Mas o status quo de The Legend of Zelda está ficando cada vez mais fraco a cada ano. Quando Tears of the Kingdom foi anunciado pela primeira vez, um vislumbre de Zelda de cabelos curtos no trailer fez muitas pessoas se perguntarem se a Nintendo usaria a sequência para finalmente introduzir uma princesa jogável. Em vez disso, sua história é a mesma de sempre. Até a Master Sword ganha mais agência. Na cena em que ela aparece para Zelda no passado, Zelda diz que ela “viajou no tempo para me encontrar e recuperar sua força”, implicando uma jornada intencional, enquanto ela simplesmente foi “enviada” de volta por forças desconhecidas.

Quando ela retorna, é claro, ela retorna ao trono. Ao ficar presa nos primeiros anos de Hyrule e conhecer Rauru, o fundador do reino, ela descobre que tem uma linhagem real que remonta o máximo possível, e possivelmente antes disso, se os rumores do sangue divino dos Zonai forem verdadeiros. Os sábios da era moderna repetem quase textualmente o juramento de lealdade que os sábios anteriores deram a Rauru. Este é um jogo que pulou a publicidade em meu país, talvez por causa da morte da rainha. Manifestantes anti-monarquia na coroação de seu sucessor foram detidos.

Não há indício em The Legend of Zelda de que alguém questione seu direito ao governo absoluto – além de Ganon. Zelda é apresentada como uma ditadora inteiramente benevolente. Ela deseja paz, sem reconhecer que essa é uma palavra complicada para aqueles no poder jogarem tão casualmente. A única ameaça a isso é, como Mineru coloca em diálogo explicativo, um “grande mal emergindo do deserto”. Essa frase carregada de maneira ridícula e os tropos racistas que sempre sustentaram a história de Ganon, como os aspectos de gênero do papel repetitivo de Zelda na narrativa, parecem passar despercebidos simplesmente porque isso está acontecendo há tanto tempo que mencioná-los parece desinteressante.

Tears of the Kingdom traz seus próprios temas menos explorados – antes de descartá-los em favor de uma conclusão arrumada. O jogo deveria ter algo interessante a dizer sobre os corpos, por exemplo. Link perde um braço e ganha uma prótese; Zelda se transforma completamente; Mineru consegue separar seu espírito e usar um robô construído, que ela permite que Link pilote como um mecha.

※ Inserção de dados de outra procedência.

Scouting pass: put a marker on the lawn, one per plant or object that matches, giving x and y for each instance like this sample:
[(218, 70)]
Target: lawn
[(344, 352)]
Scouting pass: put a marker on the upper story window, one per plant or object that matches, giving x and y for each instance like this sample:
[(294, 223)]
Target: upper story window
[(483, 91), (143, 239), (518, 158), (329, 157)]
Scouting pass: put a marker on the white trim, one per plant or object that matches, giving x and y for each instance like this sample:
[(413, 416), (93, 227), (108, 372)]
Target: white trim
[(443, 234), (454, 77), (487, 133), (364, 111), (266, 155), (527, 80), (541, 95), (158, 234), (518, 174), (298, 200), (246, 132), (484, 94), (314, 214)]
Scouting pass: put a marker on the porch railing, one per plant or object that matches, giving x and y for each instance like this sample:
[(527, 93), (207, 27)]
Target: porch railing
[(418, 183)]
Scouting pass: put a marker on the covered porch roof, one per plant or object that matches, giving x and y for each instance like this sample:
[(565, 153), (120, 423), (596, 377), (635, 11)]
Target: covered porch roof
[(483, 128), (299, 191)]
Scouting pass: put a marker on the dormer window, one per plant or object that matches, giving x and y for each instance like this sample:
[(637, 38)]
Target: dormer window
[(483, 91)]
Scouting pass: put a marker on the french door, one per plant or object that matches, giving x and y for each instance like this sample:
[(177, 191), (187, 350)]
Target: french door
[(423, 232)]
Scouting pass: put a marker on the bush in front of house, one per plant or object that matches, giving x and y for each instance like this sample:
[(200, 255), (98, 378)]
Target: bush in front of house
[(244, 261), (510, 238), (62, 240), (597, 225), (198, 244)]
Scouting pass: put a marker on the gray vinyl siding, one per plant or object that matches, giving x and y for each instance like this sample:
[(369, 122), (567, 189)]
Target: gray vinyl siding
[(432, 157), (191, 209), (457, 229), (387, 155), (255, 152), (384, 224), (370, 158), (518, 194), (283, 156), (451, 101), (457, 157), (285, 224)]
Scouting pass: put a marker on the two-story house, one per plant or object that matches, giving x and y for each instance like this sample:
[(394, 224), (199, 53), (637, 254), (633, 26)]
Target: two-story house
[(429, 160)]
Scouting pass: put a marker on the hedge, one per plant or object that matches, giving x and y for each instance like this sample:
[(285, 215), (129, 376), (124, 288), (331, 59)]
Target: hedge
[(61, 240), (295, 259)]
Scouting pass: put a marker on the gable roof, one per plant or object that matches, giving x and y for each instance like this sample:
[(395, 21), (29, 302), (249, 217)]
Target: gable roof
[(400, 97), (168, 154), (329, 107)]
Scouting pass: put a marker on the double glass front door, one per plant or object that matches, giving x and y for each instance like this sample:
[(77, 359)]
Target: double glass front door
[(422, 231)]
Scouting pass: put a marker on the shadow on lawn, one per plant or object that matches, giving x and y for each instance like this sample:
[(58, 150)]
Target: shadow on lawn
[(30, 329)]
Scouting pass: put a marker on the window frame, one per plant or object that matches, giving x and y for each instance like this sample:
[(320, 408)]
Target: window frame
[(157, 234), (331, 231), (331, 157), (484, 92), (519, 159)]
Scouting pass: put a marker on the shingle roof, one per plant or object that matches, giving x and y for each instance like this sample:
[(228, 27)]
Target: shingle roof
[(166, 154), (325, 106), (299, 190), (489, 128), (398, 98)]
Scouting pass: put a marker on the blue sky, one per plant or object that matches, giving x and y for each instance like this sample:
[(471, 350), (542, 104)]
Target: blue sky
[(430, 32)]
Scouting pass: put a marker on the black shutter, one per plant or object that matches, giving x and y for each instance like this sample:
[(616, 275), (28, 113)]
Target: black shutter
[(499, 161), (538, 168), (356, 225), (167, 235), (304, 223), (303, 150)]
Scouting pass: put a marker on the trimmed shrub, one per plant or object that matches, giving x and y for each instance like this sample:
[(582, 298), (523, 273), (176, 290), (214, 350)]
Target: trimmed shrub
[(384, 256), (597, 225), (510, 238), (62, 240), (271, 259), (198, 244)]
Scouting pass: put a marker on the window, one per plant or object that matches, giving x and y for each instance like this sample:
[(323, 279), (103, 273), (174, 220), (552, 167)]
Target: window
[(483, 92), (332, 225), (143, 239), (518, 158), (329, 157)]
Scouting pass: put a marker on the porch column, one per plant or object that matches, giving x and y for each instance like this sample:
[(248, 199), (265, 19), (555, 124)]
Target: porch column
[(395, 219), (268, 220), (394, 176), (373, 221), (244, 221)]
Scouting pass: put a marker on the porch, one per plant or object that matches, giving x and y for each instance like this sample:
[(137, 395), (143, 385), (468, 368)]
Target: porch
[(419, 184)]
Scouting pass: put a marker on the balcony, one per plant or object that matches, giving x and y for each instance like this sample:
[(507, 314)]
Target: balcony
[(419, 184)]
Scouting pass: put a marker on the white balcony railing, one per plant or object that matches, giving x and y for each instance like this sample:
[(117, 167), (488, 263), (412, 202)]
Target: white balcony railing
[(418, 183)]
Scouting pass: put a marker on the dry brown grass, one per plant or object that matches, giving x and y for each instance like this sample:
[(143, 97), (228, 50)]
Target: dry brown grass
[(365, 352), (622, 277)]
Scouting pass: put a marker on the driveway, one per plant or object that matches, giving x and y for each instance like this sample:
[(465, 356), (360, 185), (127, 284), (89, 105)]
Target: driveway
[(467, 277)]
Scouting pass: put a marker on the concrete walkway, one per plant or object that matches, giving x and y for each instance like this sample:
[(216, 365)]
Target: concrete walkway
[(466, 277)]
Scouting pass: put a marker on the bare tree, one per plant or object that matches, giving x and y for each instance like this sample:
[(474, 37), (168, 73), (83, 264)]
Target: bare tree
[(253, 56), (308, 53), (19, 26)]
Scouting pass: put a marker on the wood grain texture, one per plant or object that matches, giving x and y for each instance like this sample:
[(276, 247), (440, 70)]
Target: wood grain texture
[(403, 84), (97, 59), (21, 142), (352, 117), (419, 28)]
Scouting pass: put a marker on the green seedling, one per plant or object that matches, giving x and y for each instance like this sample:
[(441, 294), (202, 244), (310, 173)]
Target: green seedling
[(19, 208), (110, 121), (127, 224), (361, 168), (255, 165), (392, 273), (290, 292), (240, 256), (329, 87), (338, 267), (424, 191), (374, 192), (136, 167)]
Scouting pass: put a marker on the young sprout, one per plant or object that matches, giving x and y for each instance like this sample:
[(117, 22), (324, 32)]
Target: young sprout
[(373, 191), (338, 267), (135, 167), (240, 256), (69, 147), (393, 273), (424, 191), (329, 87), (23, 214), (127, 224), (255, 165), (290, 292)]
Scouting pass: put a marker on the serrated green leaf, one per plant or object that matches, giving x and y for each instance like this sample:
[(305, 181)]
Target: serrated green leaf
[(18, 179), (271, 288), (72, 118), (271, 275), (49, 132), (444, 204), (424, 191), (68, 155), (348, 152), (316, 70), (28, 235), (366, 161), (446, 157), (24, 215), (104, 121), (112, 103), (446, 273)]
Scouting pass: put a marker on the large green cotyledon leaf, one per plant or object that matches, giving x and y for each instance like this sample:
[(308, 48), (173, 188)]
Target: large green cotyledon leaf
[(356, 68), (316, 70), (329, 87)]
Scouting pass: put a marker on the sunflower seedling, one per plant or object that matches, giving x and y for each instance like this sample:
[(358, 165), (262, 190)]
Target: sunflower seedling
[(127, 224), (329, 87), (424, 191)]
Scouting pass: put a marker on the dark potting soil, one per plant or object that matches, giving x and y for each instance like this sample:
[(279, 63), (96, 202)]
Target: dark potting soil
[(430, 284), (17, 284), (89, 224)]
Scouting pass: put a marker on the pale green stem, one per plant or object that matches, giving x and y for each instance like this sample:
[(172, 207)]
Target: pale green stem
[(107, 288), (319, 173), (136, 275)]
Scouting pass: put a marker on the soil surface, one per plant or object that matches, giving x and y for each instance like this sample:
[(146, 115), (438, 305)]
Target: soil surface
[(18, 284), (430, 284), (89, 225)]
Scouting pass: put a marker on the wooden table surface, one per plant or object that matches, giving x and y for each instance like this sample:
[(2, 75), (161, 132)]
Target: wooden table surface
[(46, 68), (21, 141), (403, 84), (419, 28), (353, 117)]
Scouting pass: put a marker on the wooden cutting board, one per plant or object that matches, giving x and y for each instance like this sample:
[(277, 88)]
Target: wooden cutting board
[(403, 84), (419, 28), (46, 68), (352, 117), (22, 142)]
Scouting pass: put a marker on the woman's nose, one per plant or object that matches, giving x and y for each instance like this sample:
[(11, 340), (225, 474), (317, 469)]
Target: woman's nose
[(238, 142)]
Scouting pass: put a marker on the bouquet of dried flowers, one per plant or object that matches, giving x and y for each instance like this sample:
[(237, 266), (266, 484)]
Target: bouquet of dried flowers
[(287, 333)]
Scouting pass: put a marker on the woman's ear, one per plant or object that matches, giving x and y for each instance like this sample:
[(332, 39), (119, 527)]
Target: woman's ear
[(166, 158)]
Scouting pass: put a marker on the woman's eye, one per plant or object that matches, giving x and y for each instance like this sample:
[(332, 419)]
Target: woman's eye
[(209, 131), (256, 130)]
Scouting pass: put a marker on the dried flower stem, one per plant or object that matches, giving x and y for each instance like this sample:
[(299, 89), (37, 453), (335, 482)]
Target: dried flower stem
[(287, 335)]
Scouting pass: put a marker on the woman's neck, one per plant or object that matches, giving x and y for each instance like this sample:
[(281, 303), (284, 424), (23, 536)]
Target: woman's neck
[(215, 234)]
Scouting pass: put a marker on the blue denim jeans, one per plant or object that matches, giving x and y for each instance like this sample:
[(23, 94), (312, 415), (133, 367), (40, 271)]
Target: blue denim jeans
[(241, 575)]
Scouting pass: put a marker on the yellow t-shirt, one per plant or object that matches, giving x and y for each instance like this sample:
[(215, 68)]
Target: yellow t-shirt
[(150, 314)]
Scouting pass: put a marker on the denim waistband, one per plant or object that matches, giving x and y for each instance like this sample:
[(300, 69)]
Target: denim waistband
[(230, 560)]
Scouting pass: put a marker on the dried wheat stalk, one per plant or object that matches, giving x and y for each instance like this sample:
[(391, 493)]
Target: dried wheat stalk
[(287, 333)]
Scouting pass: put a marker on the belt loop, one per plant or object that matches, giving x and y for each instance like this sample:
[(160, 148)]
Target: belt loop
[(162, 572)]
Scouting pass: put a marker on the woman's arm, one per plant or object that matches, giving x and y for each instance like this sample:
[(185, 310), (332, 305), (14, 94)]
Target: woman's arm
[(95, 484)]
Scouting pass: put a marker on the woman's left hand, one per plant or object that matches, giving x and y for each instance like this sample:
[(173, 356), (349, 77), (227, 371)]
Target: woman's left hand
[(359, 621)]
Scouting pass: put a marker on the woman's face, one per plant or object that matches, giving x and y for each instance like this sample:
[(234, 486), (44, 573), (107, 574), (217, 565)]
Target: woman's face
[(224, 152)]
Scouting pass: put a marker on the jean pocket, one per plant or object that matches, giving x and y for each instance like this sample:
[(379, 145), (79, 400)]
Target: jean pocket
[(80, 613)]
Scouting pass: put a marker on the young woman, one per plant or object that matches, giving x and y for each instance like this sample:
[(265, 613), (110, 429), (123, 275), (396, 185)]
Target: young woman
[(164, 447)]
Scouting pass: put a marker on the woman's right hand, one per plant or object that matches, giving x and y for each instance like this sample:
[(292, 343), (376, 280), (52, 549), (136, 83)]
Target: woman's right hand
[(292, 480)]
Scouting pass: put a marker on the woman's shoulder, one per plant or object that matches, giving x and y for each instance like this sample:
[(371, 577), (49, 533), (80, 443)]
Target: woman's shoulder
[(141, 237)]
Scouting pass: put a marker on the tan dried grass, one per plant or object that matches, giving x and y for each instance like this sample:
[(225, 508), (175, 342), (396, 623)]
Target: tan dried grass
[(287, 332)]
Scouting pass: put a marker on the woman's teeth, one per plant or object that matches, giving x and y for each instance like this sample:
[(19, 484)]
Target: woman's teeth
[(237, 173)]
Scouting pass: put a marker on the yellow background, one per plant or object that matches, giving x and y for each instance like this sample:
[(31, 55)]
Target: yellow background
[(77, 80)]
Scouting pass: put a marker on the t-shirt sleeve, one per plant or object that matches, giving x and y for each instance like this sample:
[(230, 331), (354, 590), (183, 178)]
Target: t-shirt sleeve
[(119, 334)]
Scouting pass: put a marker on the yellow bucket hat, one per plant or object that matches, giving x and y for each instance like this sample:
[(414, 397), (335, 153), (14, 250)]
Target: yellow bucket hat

Mas em vez de dar atenção aos impactos duradouros dessas mudanças ou suas implicações temáticas, os escritores simplesmente as apagam. Mineru sai de sua forma construída e desaparece, e a ressurreição de Zelda é explicada rapidamente: Os poderes combinados de seus ancestrais permitiram que ela fizesse o impossível e retornasse. Presumivelmente, o mesmo pode ser dito para o braço de Link, embora nem mesmo seja mencionado além de um breve momento de surpresa do nosso herói.

O que Tears of the Kingdom acaba dizendo sobre os corpos é que, em um final arrumado e feliz, eles só podem existir de uma única maneira. Próteses, cicatrizes ou modificações intencionais são falhas que devem ser apagadas no mesmo gesto em que o Rei Demônio é derrotado. Assim como o restante da narrativa – assim como o restante da franquia – não celebra nada mudando.

Em seu excelente artigo sobre o final de Tears of the Kingdom, o crítico Harper Jay pergunta se é “uma história para os tempos atuais”. Eles argumentam que um final mais audacioso e honesto poderia ter deixado Zelda presa em sua forma draconiana, nunca se lembrando exatamente por que está chorando; que um movimento agridoce como esse demonstraria que, para o mal ser derrotado, deve haver um sacrifício que não possa ser ignorado por habilidades mágicas convenientes.

Eu concordo que Tears of the Kingdom não é uma história para os tempos atuais, mas é uma história dos tempos atuais – uma que diz que se apegar ao status quo é equivalente à vitória. É a história contada por chefes que dizem que as demandas de seus trabalhadores em greve são “irrealistas”. É a história contada por líderes políticos ineficazes que se recusam a desafiar políticas governamentais nocivas. É a história que motiva leis regressivas e transfóbicas. É a história que permite mais perfuração de petróleo durante a crise climática.

Também é uma história que reflete mais amplamente a paisagem atual da mídia corporativa. Remakes, sequências, IA regurgitando a produção mais medíocre de tudo que foi alimentada, 45 filmes publicitários baseados em propriedades intelectuais da Mattel, incluindo o “realista e sombrio” Hot Wheels 0. Tudo é algo que você já viu antes, de novo, apenas maior. Uma vez, a Nintendo usou o sucesso de Ocarina of Time para fazer Majora’s Mask, algo surpreendente e tonalmente único. Desta vez, não o fez.

O que quebraria esses ciclos? Tears of the Kingdom não está interessado em perguntar. Ele nos leva de volta ao começo para que estejamos prontos para fazer tudo de novo, sem deixar espaço para o fato de que sua aparente vitória é realmente uma espécie de tragédia própria.